At Call2Talk, Davis said that the center’s call volume has doubled, going from 200 to 400 calls a month. The flurry of calls is part of a national trend that has occurred since the 9-8-8 hotline number went live. In the first year of the new shorter number, the hotline witnessed a 46% increase in calls.
People can also reach out to the hotline through online chat, available at the website of https://988lifeline.org/chat/, or by texting 9-8-8. Chat conversations have increased more than double, while texting has increased more than tenfold over the past year, according to Vibrant, the nonprofit organization that oversees the 9-8-8 hotline.
“A lot of the increased volume is that people are reaching out sooner, which is great,” Davis said. “So the more people that know about us, the more people call and feel supported before they’re in an escalated emotional state.”
Congressman Seth Moulton, D-Mass., one of the first cosponsors of the legislation that introduced the 9-8-8 number, said that he’s concerned that budget delays may result in less funding for call centers in the state.
“In the case of 9-8-8, you can see in real numbers the impact that budgets have on lives,” Moulton said. “If wait times start going up, people drop off.
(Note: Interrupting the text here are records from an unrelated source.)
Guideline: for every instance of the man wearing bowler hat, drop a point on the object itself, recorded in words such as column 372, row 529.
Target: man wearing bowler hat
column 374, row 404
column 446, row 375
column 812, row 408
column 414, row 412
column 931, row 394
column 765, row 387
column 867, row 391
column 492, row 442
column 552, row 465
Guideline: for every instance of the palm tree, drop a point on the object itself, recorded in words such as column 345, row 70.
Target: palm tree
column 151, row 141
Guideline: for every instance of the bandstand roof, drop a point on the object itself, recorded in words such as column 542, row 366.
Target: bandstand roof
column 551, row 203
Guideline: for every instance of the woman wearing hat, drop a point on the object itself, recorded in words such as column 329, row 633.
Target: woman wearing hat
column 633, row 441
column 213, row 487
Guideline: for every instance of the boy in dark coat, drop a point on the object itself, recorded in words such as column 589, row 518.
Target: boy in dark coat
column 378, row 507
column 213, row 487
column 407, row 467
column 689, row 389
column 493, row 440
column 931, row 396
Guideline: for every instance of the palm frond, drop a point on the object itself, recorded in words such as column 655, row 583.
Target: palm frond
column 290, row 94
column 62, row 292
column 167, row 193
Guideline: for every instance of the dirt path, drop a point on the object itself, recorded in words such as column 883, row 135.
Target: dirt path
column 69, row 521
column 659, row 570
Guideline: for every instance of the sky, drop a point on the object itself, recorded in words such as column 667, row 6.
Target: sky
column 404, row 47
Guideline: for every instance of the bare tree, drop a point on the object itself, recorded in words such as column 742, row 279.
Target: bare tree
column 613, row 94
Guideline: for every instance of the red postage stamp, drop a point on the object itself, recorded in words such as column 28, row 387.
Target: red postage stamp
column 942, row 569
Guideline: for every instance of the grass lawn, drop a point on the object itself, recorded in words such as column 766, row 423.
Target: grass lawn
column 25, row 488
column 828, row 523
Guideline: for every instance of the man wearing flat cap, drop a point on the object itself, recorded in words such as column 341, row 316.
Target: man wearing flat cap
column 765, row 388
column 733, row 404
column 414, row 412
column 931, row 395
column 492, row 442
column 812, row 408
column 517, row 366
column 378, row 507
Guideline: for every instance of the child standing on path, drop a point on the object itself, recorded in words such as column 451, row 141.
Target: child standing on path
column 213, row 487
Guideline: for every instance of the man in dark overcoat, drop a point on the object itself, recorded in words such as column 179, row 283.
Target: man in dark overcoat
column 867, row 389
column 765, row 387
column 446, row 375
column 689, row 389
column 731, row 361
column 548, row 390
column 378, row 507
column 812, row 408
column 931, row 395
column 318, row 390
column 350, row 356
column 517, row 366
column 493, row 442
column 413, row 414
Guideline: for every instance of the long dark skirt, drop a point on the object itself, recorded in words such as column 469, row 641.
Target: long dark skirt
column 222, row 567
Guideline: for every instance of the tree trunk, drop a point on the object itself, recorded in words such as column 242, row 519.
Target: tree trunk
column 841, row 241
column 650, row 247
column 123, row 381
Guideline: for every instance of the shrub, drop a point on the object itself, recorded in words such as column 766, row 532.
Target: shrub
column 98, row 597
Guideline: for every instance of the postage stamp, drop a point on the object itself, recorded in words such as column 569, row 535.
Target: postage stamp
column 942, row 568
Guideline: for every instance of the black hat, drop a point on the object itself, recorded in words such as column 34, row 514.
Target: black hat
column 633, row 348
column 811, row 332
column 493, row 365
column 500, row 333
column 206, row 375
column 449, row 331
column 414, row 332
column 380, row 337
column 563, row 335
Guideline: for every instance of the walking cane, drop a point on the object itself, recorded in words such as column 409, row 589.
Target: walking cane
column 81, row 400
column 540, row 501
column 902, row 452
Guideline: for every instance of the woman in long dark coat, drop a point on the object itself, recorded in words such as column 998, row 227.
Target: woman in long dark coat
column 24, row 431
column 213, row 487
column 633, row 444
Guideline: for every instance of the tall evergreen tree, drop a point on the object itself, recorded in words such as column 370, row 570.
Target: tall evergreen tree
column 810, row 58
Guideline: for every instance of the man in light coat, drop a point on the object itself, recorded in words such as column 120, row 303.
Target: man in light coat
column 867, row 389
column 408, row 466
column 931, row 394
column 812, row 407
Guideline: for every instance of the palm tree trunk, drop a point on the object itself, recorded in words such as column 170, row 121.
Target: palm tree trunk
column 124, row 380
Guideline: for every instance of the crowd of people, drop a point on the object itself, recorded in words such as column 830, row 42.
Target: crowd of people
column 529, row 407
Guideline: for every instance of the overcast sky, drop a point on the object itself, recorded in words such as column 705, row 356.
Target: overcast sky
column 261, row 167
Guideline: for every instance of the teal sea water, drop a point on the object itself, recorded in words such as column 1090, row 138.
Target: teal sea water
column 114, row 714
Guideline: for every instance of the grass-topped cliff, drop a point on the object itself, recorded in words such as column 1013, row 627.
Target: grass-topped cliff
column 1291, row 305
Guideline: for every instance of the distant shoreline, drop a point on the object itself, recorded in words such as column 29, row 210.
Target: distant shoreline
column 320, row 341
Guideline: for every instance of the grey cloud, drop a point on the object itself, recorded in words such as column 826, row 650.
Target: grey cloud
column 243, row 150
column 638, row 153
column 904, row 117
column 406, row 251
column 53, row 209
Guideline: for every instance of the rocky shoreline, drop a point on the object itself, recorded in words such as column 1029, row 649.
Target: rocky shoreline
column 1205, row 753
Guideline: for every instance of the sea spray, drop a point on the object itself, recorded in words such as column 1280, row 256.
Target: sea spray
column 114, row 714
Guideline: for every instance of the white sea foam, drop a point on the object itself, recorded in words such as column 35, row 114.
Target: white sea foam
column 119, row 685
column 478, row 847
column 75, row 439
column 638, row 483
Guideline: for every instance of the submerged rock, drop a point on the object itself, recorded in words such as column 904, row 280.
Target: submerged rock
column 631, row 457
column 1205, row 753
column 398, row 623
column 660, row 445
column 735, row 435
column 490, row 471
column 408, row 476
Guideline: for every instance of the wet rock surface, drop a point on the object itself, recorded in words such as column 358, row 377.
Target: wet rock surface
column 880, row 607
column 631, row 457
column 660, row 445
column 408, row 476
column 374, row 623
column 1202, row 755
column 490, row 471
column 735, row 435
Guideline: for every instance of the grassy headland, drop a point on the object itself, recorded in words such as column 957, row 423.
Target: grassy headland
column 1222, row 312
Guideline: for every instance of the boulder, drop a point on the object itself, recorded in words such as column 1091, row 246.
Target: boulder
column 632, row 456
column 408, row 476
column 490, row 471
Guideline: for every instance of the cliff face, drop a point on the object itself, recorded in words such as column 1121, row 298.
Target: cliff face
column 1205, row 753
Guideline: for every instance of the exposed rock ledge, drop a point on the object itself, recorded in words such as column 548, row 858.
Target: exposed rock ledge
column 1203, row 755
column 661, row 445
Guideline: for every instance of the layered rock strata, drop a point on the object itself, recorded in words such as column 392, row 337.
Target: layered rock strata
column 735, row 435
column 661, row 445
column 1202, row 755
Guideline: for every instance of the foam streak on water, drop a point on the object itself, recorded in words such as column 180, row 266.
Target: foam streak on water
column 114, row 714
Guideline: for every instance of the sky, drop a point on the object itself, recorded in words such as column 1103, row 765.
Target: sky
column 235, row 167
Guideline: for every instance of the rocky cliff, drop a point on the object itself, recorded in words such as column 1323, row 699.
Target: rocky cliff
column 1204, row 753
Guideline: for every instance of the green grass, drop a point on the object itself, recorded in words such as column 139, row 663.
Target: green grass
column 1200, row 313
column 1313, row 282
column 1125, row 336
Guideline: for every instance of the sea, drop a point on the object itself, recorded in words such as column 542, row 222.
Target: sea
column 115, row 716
If the line is not publicized enough for more people to know about it, then people won’t call. So this is a clear place where government funding translates directly into life savings.”
Moulton said he’d worked to secure more federal funding for the 9-8-8 hotline. Last year, he co-sponsored a bill written by Rep. Tony Cárdenas (D-Calif.), aimed at increasing funds for the national hotline.
At the state level, call centers are asking for funds to be on par with the fiscal 2023 budget while legislators work on the final spending plan for the coming fiscal year, according to Jennifer Kelliher, the managing director of the Massachusetts Coalition for Suicide Prevention.
The Coalition, which gathers stakeholders from across the state to request a unified amount of government funding, hopes for another $17 million in the coming fiscal year. If the budget doesn’t meet their expectations, they’re counting on a supplementary budget to provide the extra funds they need.
But overall, without proper funding, “potentially people who need help and are reaching out wouldn’t be able to get it, which would be very unfortunate,” Kelliher said.
Kacy Maitland, the chief clinical officer of Samaritans, a call center based in Boston, said she remains hopeful that her organization will continue to get funding consistent with last year’s amount.
In the past, the call center consistently struggled with the high costs of training, which limited the number of people they could train every few months. Through the help of government funds, they hope to double their training capacity.
“I know that even before 9-8-8, there was a commitment to answering the call,” said Maitland. “In order for all of the centers to do that, we all need to expand our internal operations, hire more people, hire more training people, right? Because it’s not just folks just answering the calls all day, it’s also the administrative work that happens in the background. So I’m really hopeful that that’s going to happen.”
As for now, call centers will have to wait for both the House and Senate to agree on a workable spending plan before they can make bigger moves.
“[There] was a lot of energy and enthusiasm for resources and financial support to the call centers to prepare for launch,” Davis said. “So I just hope that future budgets have that in their budgets so that we can continue.”